Lazy index #13880

zklaus · 2024-05-01T11:43:27Z

Description

This was triggered by conda/conda-build#5154.
The goal is to introduce an Index API as a clean interface for the index, so as to allow well-defined interactions and avoid direct manipulation of Solver._index.
Currently, the index is handled as a simple dict, which is manipulated in various places to update with changed state.
This is particularly relevant in conda-build, where the index needs to be updated after the creation of new artifacts.
Introducing a standardized API makes this reloading more explicit.
The class Index also follows the spirit of PackageRecordList to avoid instantiating PackageRecords where not necessary, yielding both memory and time savings.

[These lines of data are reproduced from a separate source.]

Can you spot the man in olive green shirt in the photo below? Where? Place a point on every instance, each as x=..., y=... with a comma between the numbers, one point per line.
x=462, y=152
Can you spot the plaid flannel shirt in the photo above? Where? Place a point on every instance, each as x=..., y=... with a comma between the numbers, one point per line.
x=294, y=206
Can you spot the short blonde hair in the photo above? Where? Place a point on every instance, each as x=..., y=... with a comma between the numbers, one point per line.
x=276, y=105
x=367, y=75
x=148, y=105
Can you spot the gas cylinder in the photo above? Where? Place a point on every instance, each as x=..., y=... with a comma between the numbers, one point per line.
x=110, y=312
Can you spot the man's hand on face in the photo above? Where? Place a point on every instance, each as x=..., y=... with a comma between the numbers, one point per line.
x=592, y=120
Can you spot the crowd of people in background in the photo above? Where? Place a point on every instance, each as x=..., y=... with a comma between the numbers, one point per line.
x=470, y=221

Additionally, this introduces memray into the testing facilities. With this PR, it becomes possible to use a pytest.mark.memray marker, which will make the test run in the linux-memray job (in addition to any other runs that may occur) under the observation of the pytest-memray plugin, which allows us to track memory usage.
Currently, this only leads to a little summary blob in the test logs; a future PR may expand upon this with persistent tracking of memory requirements similar to the benchmarking we do with codspeed.

Checklist - did you ...

Add a file to the news directory (using the template) for the next release's release notes?
Add / update necessary tests?
Add / update outdated documentation?

codspeed-hq · 2024-05-01T12:22:39Z

CodSpeed Performance Report

Merging #13880 will not alter performance

_{Comparing zklaus:lazy-index (a4fa702) with main (eb45954)}

Summary

✅ 21 untouched benchmarks

dholth · 2024-05-02T15:00:19Z

How does this compare to

conda/conda/core/subdir_data.py

Line 92 in be5da40

class PackageRecordList(UserList):

zklaus · 2024-05-06T13:58:58Z

@dholth, I added a bit of explanation to the PR description. Basically, it is inspired by PackageRecordList and tries to bring the lazy PackageRecord instantiation from there (and the related SubdirData and friends) to the index.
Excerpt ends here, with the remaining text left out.